David Allen Lewis and Robert Schreckhise capture the essence of where I am taking this well in their brilliant book UFO: End-Time Delusion.8 In it they state:
“Edwin Abbot wrote Flatland in 1884. The theme of this book is an examination of how a three-dimensional being would relate to people in a two-dimensional world. If we were to step into such a world, only a small portion of our body could interact with it at any one time. As we moved in their world, our appearance to the “Flatlanders” would constantly change in shape and size. We could disappear merely by stepping out of the plane of their world. We could just as suddenly reappear. If we were to pass a ball through this world, it would appear at first as a small circle, getting larger, then smaller, then disappearing. A cube on edge or other less uniform objects would also change shape and size as they passed through.

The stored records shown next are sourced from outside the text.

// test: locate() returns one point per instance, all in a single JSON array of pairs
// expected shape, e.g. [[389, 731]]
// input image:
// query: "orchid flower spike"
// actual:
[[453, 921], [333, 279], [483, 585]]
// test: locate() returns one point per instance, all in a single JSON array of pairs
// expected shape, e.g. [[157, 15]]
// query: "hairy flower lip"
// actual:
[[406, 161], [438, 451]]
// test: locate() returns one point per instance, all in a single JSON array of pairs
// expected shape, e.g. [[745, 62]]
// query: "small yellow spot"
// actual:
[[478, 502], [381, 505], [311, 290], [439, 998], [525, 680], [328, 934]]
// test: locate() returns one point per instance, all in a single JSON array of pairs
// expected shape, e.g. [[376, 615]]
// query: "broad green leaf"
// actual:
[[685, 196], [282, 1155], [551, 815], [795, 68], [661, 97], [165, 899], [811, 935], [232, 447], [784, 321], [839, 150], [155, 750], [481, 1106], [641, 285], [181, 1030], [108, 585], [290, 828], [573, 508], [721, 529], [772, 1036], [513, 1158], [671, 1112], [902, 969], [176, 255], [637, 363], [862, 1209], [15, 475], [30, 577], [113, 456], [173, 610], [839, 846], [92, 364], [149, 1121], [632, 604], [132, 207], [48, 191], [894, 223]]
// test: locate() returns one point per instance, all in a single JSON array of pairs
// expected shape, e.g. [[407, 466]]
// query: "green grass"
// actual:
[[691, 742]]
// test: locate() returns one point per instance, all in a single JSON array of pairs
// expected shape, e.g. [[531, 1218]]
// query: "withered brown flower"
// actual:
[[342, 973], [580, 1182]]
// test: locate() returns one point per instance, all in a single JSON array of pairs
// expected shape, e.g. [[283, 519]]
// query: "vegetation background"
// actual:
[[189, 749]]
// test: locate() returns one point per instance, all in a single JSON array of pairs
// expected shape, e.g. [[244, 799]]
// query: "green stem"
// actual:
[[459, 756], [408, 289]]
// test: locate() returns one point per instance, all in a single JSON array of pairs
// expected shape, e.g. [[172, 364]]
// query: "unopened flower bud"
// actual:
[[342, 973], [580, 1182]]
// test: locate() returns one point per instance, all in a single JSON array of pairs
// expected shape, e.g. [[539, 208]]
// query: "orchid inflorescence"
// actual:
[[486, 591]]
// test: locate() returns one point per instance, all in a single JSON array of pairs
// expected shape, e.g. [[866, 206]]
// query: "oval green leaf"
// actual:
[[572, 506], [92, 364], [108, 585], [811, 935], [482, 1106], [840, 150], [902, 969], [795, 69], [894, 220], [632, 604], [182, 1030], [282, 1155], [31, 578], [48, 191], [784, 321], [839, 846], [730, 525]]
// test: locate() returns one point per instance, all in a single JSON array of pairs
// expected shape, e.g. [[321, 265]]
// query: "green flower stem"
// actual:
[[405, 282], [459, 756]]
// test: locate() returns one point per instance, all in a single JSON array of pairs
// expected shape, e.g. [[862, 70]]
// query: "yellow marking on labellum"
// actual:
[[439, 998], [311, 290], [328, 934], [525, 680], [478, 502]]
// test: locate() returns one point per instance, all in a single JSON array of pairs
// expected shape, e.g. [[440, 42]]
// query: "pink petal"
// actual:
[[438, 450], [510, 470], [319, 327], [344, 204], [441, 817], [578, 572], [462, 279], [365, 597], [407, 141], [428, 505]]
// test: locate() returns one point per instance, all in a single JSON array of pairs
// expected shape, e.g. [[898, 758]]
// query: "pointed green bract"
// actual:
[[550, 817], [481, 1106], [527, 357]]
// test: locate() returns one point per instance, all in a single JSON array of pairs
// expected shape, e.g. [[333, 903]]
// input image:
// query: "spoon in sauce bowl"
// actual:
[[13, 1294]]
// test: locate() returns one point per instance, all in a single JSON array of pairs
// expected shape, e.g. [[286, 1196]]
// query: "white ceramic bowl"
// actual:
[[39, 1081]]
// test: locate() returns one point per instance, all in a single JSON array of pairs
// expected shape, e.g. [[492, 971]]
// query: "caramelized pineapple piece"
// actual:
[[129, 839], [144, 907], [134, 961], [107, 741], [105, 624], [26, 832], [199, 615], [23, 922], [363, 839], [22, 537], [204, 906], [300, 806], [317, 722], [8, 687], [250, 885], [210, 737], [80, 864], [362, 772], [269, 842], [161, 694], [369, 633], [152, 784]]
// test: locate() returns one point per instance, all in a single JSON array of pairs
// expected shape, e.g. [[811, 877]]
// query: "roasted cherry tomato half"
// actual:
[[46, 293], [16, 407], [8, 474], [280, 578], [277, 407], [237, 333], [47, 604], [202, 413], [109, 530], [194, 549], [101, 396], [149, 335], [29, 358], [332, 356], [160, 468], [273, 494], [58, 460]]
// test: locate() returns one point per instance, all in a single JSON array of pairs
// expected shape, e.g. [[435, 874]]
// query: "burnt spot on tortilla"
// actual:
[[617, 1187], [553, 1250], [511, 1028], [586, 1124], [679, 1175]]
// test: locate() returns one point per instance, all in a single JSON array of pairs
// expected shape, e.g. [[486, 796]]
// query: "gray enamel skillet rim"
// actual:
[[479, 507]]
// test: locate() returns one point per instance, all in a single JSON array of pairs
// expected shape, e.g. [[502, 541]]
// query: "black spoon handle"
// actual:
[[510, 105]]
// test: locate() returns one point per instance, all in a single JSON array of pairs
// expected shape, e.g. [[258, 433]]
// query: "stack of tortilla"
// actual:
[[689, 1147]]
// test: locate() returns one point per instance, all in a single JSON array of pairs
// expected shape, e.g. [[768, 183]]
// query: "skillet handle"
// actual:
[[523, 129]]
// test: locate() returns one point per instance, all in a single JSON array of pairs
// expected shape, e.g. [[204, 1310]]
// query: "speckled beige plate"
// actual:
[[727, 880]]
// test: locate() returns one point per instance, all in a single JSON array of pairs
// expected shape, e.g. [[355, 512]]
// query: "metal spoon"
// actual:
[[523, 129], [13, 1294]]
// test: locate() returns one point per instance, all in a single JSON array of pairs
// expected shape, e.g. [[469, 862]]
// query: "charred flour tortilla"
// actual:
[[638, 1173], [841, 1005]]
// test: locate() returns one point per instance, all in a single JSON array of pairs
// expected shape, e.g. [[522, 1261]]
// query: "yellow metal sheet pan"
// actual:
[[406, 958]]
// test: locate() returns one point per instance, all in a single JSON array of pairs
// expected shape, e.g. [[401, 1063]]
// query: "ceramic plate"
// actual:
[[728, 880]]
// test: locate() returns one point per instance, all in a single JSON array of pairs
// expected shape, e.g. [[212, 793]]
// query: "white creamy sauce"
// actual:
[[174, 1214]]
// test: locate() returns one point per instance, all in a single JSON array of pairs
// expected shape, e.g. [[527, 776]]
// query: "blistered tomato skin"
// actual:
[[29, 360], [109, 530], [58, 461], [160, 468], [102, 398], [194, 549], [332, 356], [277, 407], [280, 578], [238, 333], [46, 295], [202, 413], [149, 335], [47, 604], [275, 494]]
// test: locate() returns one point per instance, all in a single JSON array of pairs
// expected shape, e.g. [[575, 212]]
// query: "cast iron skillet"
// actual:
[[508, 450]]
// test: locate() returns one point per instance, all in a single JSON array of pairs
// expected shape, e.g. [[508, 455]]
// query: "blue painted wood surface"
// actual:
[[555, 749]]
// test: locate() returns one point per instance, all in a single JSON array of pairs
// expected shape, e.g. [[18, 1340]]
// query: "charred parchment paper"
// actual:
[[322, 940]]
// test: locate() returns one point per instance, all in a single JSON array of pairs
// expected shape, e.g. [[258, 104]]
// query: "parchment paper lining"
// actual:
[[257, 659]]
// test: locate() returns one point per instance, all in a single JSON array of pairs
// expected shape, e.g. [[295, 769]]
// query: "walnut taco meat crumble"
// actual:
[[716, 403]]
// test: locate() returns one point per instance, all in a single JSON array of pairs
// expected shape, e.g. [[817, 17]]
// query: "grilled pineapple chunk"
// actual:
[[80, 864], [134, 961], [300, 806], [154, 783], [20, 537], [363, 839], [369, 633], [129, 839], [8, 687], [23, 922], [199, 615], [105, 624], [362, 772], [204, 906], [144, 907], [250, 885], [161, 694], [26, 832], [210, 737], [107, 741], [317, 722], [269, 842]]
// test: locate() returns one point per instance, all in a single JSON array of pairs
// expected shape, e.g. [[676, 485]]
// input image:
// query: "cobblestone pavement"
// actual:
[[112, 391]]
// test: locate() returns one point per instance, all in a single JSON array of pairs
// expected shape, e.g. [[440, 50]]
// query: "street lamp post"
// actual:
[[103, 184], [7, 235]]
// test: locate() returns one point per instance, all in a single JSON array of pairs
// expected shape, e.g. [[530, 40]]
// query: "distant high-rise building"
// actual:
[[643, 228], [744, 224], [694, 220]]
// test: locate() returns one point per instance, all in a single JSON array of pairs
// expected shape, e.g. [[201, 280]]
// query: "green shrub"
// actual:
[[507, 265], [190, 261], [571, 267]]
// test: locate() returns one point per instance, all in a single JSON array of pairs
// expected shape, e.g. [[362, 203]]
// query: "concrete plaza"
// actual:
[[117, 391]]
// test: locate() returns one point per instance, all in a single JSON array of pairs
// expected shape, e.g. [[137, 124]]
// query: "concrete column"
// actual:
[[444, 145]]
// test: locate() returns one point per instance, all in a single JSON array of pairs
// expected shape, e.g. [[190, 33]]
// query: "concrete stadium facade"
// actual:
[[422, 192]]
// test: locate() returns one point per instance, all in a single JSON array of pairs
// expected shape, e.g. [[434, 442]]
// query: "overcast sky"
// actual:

“Using this analogy, let us suppose that spiritual beings are on another, higher dimension from humankind. They would have similar effects upon our world as we would have on Flatland. If they are able to manipulate energy, to give it a concentration, then they could cause this energy concentration to take different shapes and sizes to generate an appearance of solid objects.” [They then go on to give an analogy of a Jacob’s Ladder in a darkened room.]
It only follows that spiritual beings could manifest as purely physical beings with ease, mimicking the dead if need be. If these beings are not bound by the same rules of time and space that we, as three-dimensional human beings, are forced to observe, they would obviously be quite capable of interacting and interfering with life as we know it. They could easily plant a thought within a mortal mind. It would be nothing but a thing for them to tamper with our heads or boggle even the most scientific of minds. They would even have the perfect cover.
Who is going to believe the “crazies” who maintain they were conversing with demons or angels: or maybe dear old dead Aunt Edna? Maybe they even believe that they are Jesus, God, the devil, or some other supreme figure. Who gave them such preposterous ideas? Are they just delusions of grandeur? Did they manufacture them by themselves? Are they merely hallucinating or suffering from delusions? Are they deluded by their own self-talk, which they do not recognize as such? Then why are such similar manifestations present in virtually all cases of schizophrenia? Why the often religious overtone? Is it just because the subjects can’t find natural explanations, inventing fanciful tales to explain it all? Is that all religion is anyway, merely superstitions to explain the ignorant’s lack of knowledge? Or is it something deeper: something the doctors and psychoanalysts are overlooking, dismissing with an educated whisk of the hand the “delusional” patient’s protests?
So if it is really true that the person is talking to spiritual beings, why would such beings bother tampering with pathetic little mortal human beings? What would they have to prove? If the Christian teaching is true, a lot.